Early Middle English
Early Middle English has a largely Anglo-Saxon vocabulary but a greatly simplified inflectional system. The grammatical relations that were expressed in Old English by the dative and instrumental cases were replaced in Early Middle English with prepositional constructions. The Old English genitive -es survives in the -'s of the modern English possessive, but most of the other case endings disappeared in the Early Middle English period, including most of the roughly one dozen forms of the definite article. The dual personal pronouns also disappeared from English during this period.The loss of case endings was part of a general trend from inflections to fixed word order that also occurred in other Germanic languages. Therefore, it cannot be attributed simply to the influence of French-speaking sections of the population; English did, after all, remain the vernacular. It is also argued that Norse immigrants to England had a great impact on the loss of inflectional endings in Middle English. One argument is that, although Norse and English speakers were somewhat comprehensible to each other due to similar morphology, the Norse speakers' inability to reproduce the ending sounds of English words influenced Middle English's loss of inflectional endings.
Important texts for the reconstruction of the evolution of Middle English out of Old English are the Peterborough Chronicle, which continued to be compiled up to 1154; the Ormulum, a biblical commentary probably composed in Lincolnshire in the second half of the 12th century, incorporating a unique phonetic spelling system; and the Ancrene Wisse and the Katherine Group, religious texts written for anchoresses, apparently in the West Midlands in the early 13th century. The language found in the last two works is sometimes called the AB language, one of a range of regional dialects: East Midlands, South West, Western and Northern.
Additional literary sources of the 12th and 13th centuries include Layamon's Brut and The Owl and the Nightingale.
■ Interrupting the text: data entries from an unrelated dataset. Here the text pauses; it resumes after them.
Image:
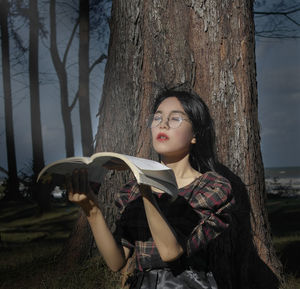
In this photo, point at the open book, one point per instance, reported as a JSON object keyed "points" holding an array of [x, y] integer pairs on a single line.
{"points": [[146, 172]]}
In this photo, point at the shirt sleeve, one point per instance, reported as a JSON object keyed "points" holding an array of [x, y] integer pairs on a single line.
{"points": [[213, 202], [122, 198]]}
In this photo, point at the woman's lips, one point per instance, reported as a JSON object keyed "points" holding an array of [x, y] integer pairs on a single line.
{"points": [[162, 137]]}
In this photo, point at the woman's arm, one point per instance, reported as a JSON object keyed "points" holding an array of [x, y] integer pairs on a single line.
{"points": [[163, 236], [80, 193]]}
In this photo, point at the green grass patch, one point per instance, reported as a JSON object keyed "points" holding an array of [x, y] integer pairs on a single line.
{"points": [[31, 243]]}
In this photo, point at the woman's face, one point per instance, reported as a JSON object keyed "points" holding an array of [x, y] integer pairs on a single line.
{"points": [[172, 142]]}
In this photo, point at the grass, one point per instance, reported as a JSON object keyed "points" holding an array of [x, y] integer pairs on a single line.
{"points": [[30, 244]]}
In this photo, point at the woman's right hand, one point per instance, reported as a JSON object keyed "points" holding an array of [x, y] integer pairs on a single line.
{"points": [[80, 192]]}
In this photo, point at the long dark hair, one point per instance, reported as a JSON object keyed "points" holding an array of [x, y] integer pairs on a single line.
{"points": [[203, 153]]}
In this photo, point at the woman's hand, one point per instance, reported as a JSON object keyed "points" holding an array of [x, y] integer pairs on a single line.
{"points": [[79, 191]]}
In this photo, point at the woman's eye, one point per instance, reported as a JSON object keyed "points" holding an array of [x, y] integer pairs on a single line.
{"points": [[175, 118]]}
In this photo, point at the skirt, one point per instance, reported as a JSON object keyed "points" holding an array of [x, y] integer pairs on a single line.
{"points": [[164, 279]]}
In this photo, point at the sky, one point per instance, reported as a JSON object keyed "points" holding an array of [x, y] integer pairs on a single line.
{"points": [[278, 80], [278, 74]]}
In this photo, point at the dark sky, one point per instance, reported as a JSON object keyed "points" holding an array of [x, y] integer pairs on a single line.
{"points": [[278, 78]]}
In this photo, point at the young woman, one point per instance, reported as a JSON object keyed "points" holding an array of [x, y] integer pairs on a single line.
{"points": [[169, 238]]}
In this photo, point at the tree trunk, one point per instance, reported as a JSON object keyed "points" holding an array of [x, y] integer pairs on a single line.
{"points": [[84, 103], [209, 47], [13, 181], [63, 82], [36, 130]]}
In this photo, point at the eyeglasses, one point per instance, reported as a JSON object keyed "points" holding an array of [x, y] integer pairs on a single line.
{"points": [[174, 120]]}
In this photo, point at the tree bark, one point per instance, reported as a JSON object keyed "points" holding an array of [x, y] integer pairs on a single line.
{"points": [[63, 82], [84, 102], [207, 46], [13, 181]]}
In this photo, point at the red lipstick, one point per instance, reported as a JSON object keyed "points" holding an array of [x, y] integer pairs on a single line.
{"points": [[162, 137]]}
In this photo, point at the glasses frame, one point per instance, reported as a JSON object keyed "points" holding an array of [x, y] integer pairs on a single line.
{"points": [[151, 117]]}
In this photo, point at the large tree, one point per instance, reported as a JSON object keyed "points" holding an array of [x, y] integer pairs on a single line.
{"points": [[207, 46]]}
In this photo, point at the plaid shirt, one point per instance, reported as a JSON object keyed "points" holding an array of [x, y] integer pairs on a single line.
{"points": [[199, 214]]}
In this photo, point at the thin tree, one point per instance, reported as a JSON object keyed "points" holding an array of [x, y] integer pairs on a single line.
{"points": [[36, 127], [60, 68], [83, 92], [280, 20], [13, 181]]}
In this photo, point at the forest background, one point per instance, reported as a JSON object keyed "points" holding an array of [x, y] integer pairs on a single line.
{"points": [[280, 23]]}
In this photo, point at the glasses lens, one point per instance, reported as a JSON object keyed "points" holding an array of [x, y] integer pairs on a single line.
{"points": [[175, 119], [154, 120]]}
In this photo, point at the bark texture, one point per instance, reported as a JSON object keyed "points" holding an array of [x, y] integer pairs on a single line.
{"points": [[209, 47]]}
Some scholars have defined "Early Middle English" as encompassing English texts up to 1350. This longer time frame would extend the corpus to include many Middle English Romances.
Late Middle English
Gradually, the wealthy and the government Anglicised again, although Norman remained the dominant language of literature and law until the 14th century, even after the loss of the majority of the continental possessions of the English monarchy.In the aftermath of the Black Death in the 14th century, there was significant migration into London, particularly from the counties of the East of England and the East Midlands and, to a lesser extent, from the West Midlands and the North of England, and a new prestige London dialect began to develop as a result of this clash of the different dialects, that was based chiefly on the speech of the East Midlands but also influenced by that of other regions. The writing of this period, however, continues to reflect a variety of regional forms of English. The Ayenbite of Inwyt, a translation of a French confessional prose work, completed in 1340, is written in a Kentish dialect. The best known writer of Middle English, Geoffrey Chaucer, wrote in the second half of the 14th century in the emerging London dialect, although he also portrays some of his characters as speaking in northern dialects, as in "The Reeve's Tale".
In the English-speaking areas of lowland Scotland, an independent standard was developing, based on the Northumbrian dialect. This would develop into what came to be known as the Scots language.
A large number of terms for abstract concepts were adopted directly from scholastic philosophical Latin. Examples are "absolute", "act", "demonstration", and "probable".